Existem muitos fatores que os estudos identificaram como de alto ou baixo risco. Características do episódio, alterações eletrocardiográficas e história de cardiomiopatia estrutural estão sempre presentes nos estudos (veja a tabela 2).

A literatura elenca vários escores de risco, mas nenhum é universalmente utilizado. Dois dos mais famosos são o Osservatorio Epidemiologico sulla Sincope nel Lazio (OESIL, tabela 3) e o Canadian Syncope Risk Score (CSRS, tabela 4). Várias organizações também têm suas diretrizes específicas como a European Society of Cardiology e a American Heart Association.

Os médicos aparentemente tem uma boa capacidade de estimar o risco dos pacientes com síncope, porém muitas vezes optam por internar pacientes de baixo risco [8]. A melhor validação de um escore pode facilitar a adoção da ferramenta e deixar os médicos do PS mais seguros em dar alta.
O que o estudo acrescentou?
Dos escores de síncope, o CSRS é o que foi mais amplamente validado de maneira prospectiva. Contudo, a ferramenta carecia de validação externa, fora do Canadá. Um dos objetivos do BASEL IX foi validar externamente o escore e comparar com o OESIL.
O trabalho foi uma coorte prospectiva envolvendo 2283 pacientes que vieram ao PS por síncope em vários países (EUA, Austrália, Nova Zelândia e países europeus). O desfecho primário foram eventos clínicos graves ou eventos relacionados a procedimentos. A média de idade dos pacientes foi de 68 anos.
A capacidade de prognóstico do CSRS foi melhor que a do OESIL. O CSRS classificou 60% dos pacientes como de baixo ou muito baixo risco, já o OESIL classificou 48% como baixo risco. A incidência do desfecho primário após 30 dias foi menor nos pacientes de baixo risco classificados pelo CSRS do que pelo OESIL (1,1% vs 2,7%).

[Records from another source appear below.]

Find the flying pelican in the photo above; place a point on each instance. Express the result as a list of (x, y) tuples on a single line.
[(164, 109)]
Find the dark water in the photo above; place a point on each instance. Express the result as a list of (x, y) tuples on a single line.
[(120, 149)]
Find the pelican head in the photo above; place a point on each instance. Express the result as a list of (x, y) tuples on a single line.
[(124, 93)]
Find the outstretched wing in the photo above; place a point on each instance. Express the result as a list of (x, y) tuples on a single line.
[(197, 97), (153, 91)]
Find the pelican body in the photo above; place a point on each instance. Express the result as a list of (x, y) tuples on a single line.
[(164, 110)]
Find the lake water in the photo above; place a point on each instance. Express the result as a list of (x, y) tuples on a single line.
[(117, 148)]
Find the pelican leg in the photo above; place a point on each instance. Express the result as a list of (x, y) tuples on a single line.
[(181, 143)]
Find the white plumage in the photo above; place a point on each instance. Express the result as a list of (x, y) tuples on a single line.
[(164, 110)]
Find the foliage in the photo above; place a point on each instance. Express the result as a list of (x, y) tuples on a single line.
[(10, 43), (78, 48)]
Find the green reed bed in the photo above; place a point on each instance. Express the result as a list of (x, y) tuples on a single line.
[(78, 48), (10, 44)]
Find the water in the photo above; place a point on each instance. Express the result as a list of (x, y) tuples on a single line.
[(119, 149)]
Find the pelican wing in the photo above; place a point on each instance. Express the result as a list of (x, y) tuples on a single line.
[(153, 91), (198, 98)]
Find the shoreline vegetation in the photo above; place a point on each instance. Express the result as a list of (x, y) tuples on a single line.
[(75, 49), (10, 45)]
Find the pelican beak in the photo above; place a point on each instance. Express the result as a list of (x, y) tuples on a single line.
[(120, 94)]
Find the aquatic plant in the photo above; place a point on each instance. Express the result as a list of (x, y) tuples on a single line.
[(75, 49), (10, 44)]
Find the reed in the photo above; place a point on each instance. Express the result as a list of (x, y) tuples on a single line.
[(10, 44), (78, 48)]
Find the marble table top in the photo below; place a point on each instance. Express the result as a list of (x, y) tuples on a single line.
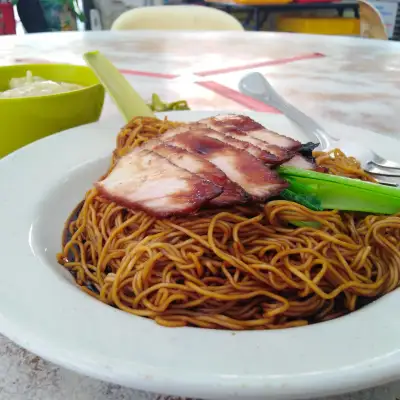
[(339, 79)]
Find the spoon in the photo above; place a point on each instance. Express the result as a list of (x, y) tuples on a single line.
[(257, 86), (128, 101)]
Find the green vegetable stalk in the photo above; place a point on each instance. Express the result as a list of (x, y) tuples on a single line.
[(323, 191)]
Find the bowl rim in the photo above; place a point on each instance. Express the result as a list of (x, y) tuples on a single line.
[(30, 98)]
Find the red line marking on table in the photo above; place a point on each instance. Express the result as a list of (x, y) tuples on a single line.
[(260, 64), (240, 98), (148, 74)]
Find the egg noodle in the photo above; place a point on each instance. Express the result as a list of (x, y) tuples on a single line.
[(245, 267)]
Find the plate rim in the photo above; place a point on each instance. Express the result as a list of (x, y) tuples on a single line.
[(323, 379)]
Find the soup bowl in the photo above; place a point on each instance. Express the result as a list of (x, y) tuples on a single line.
[(26, 119)]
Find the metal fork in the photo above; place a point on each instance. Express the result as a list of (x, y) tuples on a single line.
[(256, 85)]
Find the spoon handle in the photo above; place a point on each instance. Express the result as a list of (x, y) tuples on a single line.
[(255, 85)]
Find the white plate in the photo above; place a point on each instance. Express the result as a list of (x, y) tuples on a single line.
[(43, 311)]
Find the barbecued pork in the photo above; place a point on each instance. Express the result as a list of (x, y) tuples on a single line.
[(217, 161), (145, 180), (256, 179), (254, 129), (192, 163), (266, 151)]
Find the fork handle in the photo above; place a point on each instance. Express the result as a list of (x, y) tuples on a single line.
[(256, 86)]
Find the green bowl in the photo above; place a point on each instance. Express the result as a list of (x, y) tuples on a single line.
[(26, 119)]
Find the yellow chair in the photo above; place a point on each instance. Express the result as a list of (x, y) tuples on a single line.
[(177, 17), (371, 22)]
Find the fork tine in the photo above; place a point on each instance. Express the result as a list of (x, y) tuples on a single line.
[(387, 183), (383, 162), (373, 169)]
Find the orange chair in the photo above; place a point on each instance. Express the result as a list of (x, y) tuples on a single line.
[(371, 22), (177, 17)]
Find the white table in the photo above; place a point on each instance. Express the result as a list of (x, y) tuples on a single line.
[(353, 81)]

Também foi realizada uma análise considerando a classificação do médico sobre o evento de síncope (síncope cardíaca, síncope vasovagal ou outra). Comparando com o CSRS, o desempenho da classificação isolada do médico foi similar. A classificação do médico era realizada ao final da estadia no PS, podendo ser influenciada pelo tempo que o paciente passou na unidade e pelos exames realizados. Um novo estudo pode esclarecer o valor adicional das outras variáveis do CSRS versus a classificação isolada do médico.
O estudo valida o CSRS para identificar pacientes de baixo risco e pode ajudar a respaldar a alta de pacientes com síncope no PS.